A coalition of Epic Games, Spotify, Basecamp, Deezer, Blix, Blockchain, Tile, Match Group, and several others have teamed up to form a formidable legal front that will force Apple to change some of its App Store policies. The new group is called Coalition for App Fairness and it seeks to represent thousands of app developers who are offended by Apple’s app store regulations.
Coalition for App Fairness was registered as a nonprofit organization in Washington DC and Brussels, and other members of the group include the European Publishers Council, Protonmail, and News Media Europe, and other firms from around the world.
The group said they created the coalition because judging from the myriad of lawsuits instituted against Apple over its irritable Apple Store policies, there is little to no hope that the tech giant will ever condescend to accommodate the demands of its global customers.
“While it’s great that we have the big names like Epic and Spotify in the group, we’re not speaking just for them,” said Sarah Maxwell, a former worker at Blockchain.
Even before the disgruntled firms came together to wage a common war against Apple, many of the parties had been fighting independently against the tech giant through the law courts. Spotify had filed an antitrust lawsuit in the European Union; and Epic Games, creator of Fortnite which was removed recently from the App Store, has filed a lawsuit against the company at a federal court in California.
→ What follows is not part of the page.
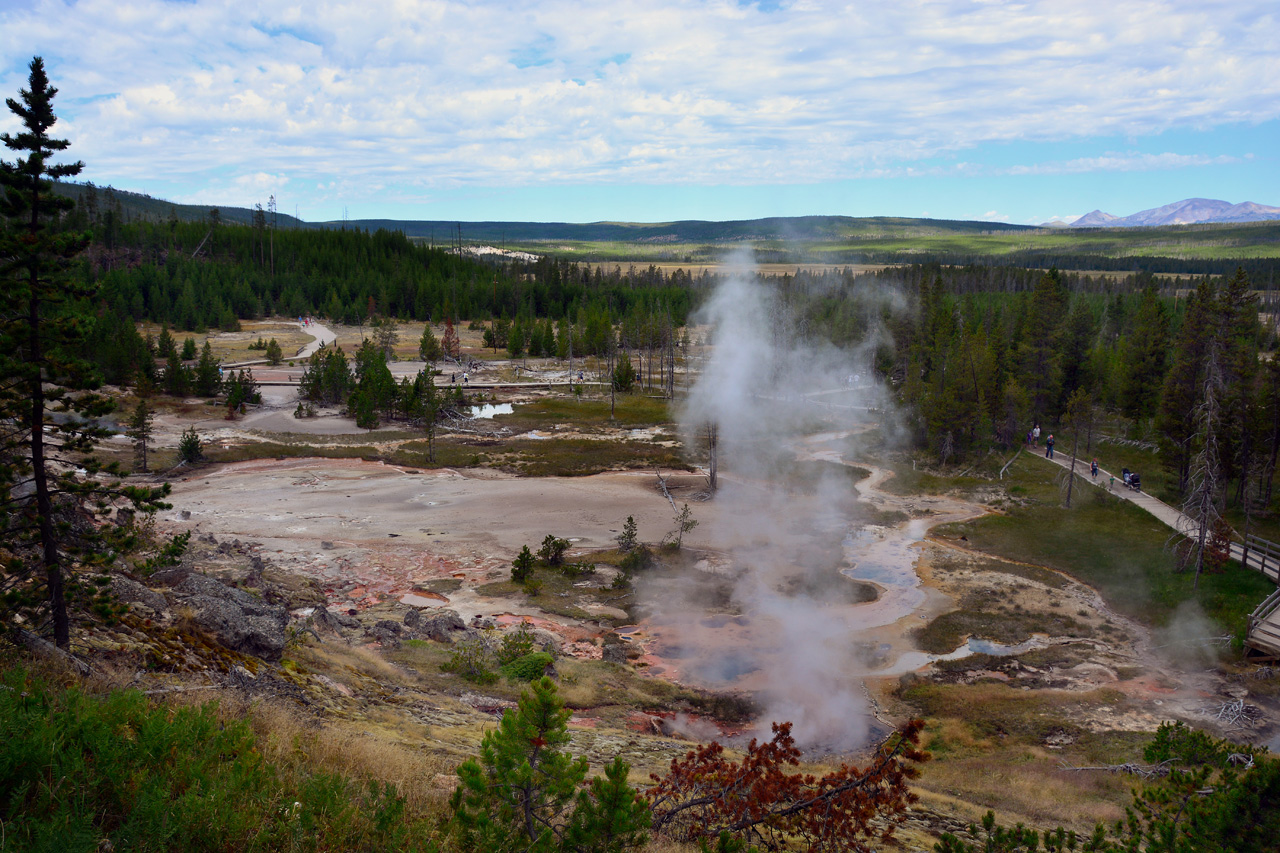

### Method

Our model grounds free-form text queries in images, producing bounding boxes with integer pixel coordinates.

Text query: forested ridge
[35,175,1280,512]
Basecamp also accused Apple of limiting the updates to its Hey email app, and Blix alleged that the tech giant stole its idea for anonymous email sign-in and then removed it from the store.
One of the major grouses that the aggrieved coalition has against Apple’s App Store is its 30% cut from in-app purchases. However, the Coalition for App Fairness listed 10 demands it intends to pursue against Apple in the law courts, and some of these include not forcing developers to use App Store’s payment system, giving developers insider access to technical data that only Apple can access, and not demanding that developers use App Store exclusively.
“No developer should be required to pay unfair, unreasonable or discriminatory fees or revenue shares,” the coalition said as part of the “10 Store Principles” they will be pursuing against Apple.